The team’s work on AR also recently found its way on to children’s TV show Bamzooki — in which children create virtual characters which then appear to do battle with each other in the studio.
The research carried out by the Production Magic team also lends itself particularly well to sporting events. For instance, as part of the DTI-funded iview project, the group is attempting to develop a free-viewpoint system that allows the capture and interactive replay of live events using multiple cameras.

Williams said that by using this system — which consists of a multi-camera capture system and algorithms for 3D reconstruction — it could soon be possible for viewers to access specially-tailored highlights packages that, for example, follow the antics of one player throughout a football match.

He believes this kind of innovation is particularly attractive to sports lovers. ‘The raw match is one thing, but the more layers you put on it the more exciting and interesting it becomes to the fans.’ He added that multiple cameras could even make it possible to pause the action, and examine it from every possible action. Although the technology is not quite ready yet, Williams said the team has already trialled a prototype system at a number of sports stadiums.

 

Williams and his team have developed augmented reality, which has been used to great effect on programmes as diverse as political broadcasts and the children’s show Bamzooki

Another area of technology that is particularly attractive to sports lovers is stream switching — the ability for a viewer to switch among numerous events on one channel. Williams said his group is looking at ways of moving this already-established technology to the next level.

Although the BBC is not exactly famed for its rich and varied roster of sporting events, Williams said that advances in stream switching will greatly enhance the BBC’s Olympics coverage.

Beyond the production magic team, the research group is also looking towards future viewing formats. Williams recently signed a co-operation agreement with Japanese public broadcast corporation NHK to tap into expertise gained during the development of its super high-vision system. This format, thought to be the next step on from high definition, offers a pixel resolution 16 times greater than existing HDTV.

One of the keys to being able to deliver content on these future formats, said Williams, will be ensuring that there is sufficient bandwidth available to transmit such huge amounts of information. Therefore, part of the group is investigating methods of offering greater spectrum efficiency. ‘if we want to offer things like HD on a variety of platforms it is important to offer it in as spectrally efficient way as possible,’ he said.

Another future challenge is dealing with the increasingly large amounts of viewer-generated content the BBC receives. The rise of the internet, the camera phone and digital photography have combined to create an army of amateur news gatherers who swamp the news desk whenever a big story breaks.

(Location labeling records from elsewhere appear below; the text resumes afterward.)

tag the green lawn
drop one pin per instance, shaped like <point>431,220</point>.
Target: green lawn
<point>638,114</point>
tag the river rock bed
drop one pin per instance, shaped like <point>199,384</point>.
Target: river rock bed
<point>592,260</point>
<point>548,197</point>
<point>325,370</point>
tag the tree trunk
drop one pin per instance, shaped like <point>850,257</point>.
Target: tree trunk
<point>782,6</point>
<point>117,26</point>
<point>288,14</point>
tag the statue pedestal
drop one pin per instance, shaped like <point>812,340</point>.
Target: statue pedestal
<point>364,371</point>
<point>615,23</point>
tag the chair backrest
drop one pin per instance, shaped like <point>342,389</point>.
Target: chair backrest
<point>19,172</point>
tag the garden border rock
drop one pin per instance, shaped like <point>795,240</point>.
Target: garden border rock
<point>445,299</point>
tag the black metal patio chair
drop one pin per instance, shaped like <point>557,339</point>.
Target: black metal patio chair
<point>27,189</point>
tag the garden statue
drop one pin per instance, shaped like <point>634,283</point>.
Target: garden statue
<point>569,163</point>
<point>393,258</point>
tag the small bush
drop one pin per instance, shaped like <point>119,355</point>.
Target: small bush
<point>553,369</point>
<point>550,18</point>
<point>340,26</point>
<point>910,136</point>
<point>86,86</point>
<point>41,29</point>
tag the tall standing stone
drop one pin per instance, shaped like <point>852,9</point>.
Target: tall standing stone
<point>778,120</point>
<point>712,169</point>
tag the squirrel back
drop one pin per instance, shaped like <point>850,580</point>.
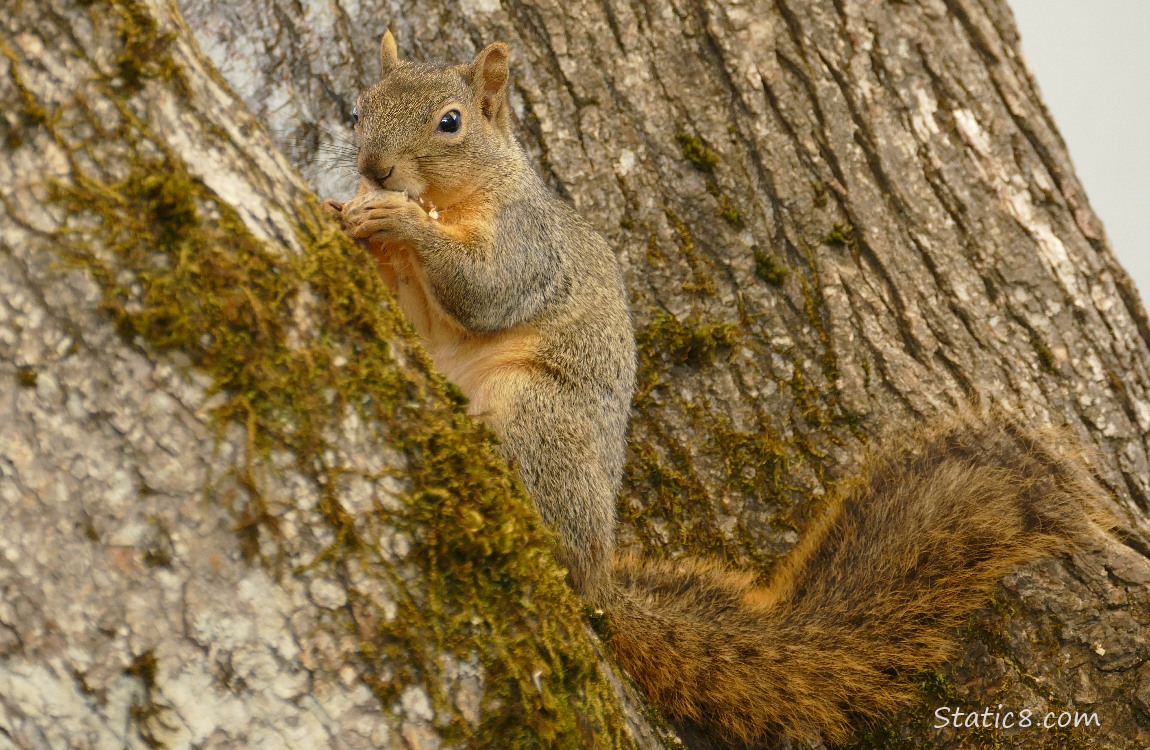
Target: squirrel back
<point>521,304</point>
<point>872,594</point>
<point>516,298</point>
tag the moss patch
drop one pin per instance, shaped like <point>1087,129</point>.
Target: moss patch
<point>767,268</point>
<point>697,151</point>
<point>694,342</point>
<point>179,272</point>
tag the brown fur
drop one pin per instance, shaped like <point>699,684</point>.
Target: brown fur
<point>520,303</point>
<point>871,595</point>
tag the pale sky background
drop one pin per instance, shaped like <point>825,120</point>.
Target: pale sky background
<point>1091,59</point>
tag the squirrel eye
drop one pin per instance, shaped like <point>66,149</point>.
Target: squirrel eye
<point>450,122</point>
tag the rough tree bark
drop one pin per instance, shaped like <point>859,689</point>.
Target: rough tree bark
<point>835,217</point>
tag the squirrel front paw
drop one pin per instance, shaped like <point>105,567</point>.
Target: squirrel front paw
<point>382,215</point>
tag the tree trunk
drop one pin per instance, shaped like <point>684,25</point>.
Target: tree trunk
<point>232,499</point>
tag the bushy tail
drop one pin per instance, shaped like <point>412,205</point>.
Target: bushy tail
<point>874,590</point>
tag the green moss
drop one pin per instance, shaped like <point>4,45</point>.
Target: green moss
<point>840,236</point>
<point>767,268</point>
<point>207,288</point>
<point>1045,357</point>
<point>178,270</point>
<point>145,52</point>
<point>27,376</point>
<point>729,212</point>
<point>697,151</point>
<point>702,282</point>
<point>694,342</point>
<point>147,712</point>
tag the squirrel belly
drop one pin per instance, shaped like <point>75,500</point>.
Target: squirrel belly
<point>521,304</point>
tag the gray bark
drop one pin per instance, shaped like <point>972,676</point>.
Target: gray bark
<point>191,556</point>
<point>835,217</point>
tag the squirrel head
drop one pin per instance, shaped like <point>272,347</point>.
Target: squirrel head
<point>437,131</point>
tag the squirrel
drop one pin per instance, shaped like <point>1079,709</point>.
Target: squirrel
<point>521,304</point>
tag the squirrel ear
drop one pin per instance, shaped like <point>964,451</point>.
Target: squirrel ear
<point>488,75</point>
<point>389,53</point>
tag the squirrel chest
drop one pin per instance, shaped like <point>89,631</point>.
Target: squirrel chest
<point>490,368</point>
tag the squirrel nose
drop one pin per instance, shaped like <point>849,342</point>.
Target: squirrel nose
<point>376,173</point>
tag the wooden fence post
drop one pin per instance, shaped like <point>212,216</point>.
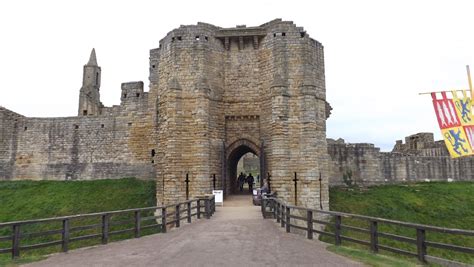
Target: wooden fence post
<point>277,208</point>
<point>374,237</point>
<point>198,208</point>
<point>16,241</point>
<point>208,208</point>
<point>177,215</point>
<point>189,211</point>
<point>337,232</point>
<point>105,228</point>
<point>282,219</point>
<point>309,218</point>
<point>137,223</point>
<point>163,219</point>
<point>65,235</point>
<point>421,244</point>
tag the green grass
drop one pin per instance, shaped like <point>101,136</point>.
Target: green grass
<point>438,203</point>
<point>22,200</point>
<point>372,259</point>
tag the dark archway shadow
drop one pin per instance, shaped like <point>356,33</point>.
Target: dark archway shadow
<point>236,151</point>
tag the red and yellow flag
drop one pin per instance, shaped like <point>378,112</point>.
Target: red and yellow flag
<point>456,122</point>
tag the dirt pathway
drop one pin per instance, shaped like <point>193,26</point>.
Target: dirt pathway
<point>235,236</point>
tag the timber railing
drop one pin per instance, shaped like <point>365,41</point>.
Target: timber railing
<point>301,218</point>
<point>71,228</point>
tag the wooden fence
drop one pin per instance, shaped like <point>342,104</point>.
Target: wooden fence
<point>288,215</point>
<point>171,215</point>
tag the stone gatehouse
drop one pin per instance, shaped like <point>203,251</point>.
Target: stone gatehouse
<point>214,94</point>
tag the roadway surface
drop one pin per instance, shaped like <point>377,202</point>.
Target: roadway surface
<point>236,235</point>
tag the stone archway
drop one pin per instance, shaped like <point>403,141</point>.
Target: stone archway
<point>235,151</point>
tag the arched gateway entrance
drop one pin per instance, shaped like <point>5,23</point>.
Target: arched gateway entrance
<point>235,152</point>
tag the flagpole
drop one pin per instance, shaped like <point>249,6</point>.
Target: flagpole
<point>469,79</point>
<point>458,90</point>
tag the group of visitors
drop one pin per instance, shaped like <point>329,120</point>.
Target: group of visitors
<point>242,179</point>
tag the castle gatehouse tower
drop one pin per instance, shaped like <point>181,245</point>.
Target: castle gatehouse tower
<point>222,92</point>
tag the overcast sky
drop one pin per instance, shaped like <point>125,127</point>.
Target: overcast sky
<point>379,54</point>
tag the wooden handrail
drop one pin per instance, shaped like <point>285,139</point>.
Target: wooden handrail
<point>281,212</point>
<point>401,223</point>
<point>106,224</point>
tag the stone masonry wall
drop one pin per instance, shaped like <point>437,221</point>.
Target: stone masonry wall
<point>369,166</point>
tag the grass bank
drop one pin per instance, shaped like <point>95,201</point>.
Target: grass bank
<point>437,203</point>
<point>22,200</point>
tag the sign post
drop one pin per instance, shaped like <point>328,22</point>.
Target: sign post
<point>218,196</point>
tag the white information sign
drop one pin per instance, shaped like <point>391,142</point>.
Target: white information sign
<point>219,196</point>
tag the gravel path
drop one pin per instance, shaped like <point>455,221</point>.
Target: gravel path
<point>235,236</point>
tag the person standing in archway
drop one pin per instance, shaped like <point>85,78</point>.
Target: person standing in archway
<point>241,181</point>
<point>250,182</point>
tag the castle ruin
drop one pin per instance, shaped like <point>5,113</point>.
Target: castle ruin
<point>214,95</point>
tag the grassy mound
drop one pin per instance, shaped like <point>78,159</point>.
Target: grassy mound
<point>438,203</point>
<point>22,200</point>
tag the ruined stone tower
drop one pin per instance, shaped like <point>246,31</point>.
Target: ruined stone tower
<point>215,94</point>
<point>89,96</point>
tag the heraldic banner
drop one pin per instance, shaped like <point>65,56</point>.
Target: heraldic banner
<point>456,123</point>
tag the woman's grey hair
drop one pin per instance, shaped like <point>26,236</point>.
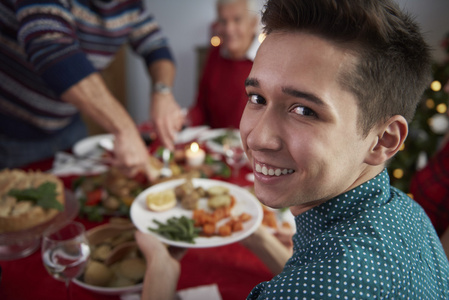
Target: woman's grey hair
<point>253,5</point>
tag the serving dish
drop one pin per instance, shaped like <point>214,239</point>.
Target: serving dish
<point>19,244</point>
<point>107,233</point>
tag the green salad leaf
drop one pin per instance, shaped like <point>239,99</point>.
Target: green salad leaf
<point>43,195</point>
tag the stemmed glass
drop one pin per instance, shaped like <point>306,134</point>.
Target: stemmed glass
<point>65,252</point>
<point>233,151</point>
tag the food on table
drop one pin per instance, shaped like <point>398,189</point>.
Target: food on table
<point>28,199</point>
<point>215,219</point>
<point>177,229</point>
<point>132,269</point>
<point>217,190</point>
<point>97,273</point>
<point>107,269</point>
<point>161,201</point>
<point>110,193</point>
<point>218,201</point>
<point>211,224</point>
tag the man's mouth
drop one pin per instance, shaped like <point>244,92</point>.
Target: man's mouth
<point>271,171</point>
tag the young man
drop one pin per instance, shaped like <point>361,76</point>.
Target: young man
<point>329,96</point>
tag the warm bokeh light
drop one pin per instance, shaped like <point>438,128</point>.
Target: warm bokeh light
<point>442,108</point>
<point>435,86</point>
<point>215,41</point>
<point>398,173</point>
<point>194,147</point>
<point>430,103</point>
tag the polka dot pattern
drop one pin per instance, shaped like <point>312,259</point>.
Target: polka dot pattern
<point>372,242</point>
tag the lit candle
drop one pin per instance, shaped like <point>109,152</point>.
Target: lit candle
<point>195,155</point>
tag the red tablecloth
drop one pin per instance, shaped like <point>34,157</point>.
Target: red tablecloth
<point>232,267</point>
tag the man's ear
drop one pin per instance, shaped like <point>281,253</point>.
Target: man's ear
<point>390,137</point>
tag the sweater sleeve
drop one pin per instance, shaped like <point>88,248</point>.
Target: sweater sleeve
<point>148,40</point>
<point>198,113</point>
<point>47,34</point>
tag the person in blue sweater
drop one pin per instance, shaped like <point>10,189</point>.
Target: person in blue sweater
<point>51,53</point>
<point>330,94</point>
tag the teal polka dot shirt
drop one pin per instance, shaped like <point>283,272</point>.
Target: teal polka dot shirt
<point>372,242</point>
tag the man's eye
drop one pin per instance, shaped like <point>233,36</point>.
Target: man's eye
<point>256,99</point>
<point>305,111</point>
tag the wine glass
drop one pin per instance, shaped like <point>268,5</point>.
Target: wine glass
<point>65,252</point>
<point>233,151</point>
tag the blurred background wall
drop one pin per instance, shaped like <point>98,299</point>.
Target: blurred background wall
<point>187,24</point>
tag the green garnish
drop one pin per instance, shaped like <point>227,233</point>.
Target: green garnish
<point>43,195</point>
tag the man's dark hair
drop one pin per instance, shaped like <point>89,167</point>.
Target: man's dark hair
<point>393,60</point>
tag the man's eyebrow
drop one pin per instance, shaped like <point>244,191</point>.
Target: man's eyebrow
<point>304,95</point>
<point>252,82</point>
<point>289,91</point>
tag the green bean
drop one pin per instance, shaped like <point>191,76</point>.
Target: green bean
<point>177,229</point>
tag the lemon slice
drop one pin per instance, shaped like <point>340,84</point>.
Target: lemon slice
<point>161,201</point>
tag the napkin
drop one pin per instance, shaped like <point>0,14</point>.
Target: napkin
<point>203,292</point>
<point>68,164</point>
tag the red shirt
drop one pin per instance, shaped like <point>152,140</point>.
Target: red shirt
<point>221,94</point>
<point>430,188</point>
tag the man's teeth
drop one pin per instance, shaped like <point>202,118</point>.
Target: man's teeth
<point>272,172</point>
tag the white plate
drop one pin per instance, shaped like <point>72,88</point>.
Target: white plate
<point>90,146</point>
<point>208,137</point>
<point>246,202</point>
<point>110,291</point>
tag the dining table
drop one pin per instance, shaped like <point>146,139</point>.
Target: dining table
<point>232,268</point>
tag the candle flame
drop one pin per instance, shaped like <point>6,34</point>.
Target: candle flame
<point>194,147</point>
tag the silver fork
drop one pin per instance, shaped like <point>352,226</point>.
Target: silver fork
<point>166,171</point>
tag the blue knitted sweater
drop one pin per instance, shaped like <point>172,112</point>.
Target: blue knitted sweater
<point>48,46</point>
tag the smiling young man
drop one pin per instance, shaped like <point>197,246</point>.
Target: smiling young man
<point>330,94</point>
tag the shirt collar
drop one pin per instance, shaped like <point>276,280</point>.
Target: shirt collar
<point>250,53</point>
<point>370,194</point>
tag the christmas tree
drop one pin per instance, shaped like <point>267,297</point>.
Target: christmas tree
<point>427,128</point>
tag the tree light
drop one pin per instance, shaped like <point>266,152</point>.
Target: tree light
<point>215,41</point>
<point>398,173</point>
<point>435,86</point>
<point>430,103</point>
<point>442,108</point>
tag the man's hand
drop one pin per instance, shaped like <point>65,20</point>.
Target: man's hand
<point>167,117</point>
<point>131,155</point>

A perfect example of this, said Williams, followed the Buncefield oil depot explosion in 2005 when the BBC received around 6,500 images from members of the public. There is currently no efficient method of dealing with this viewer-generated content, but there is every reason to expect that broadcasters will be bombarded with ever greater amounts of it.

‘If you get thousands of images how do you deal with them? Which one do you take to air? How do you know it comes form a trusted source?’ he asked. Though there are currently few answers to this beyond the probable use of algorithms to filter photos for certain characteristics, finding a sophisticated way of managing this content is next on his list.

Whatever the likely solution, it will be focused firmly on the end result — the programme the viewer sits down and watches. ‘We are content creators first and foremost — the technical innovation allows those narrative stories to be told and we understand that the most important thing is for the programmes to get out,’ said Williams.

‘The technology is important, and always has been, but it must ensure that the stories get told.’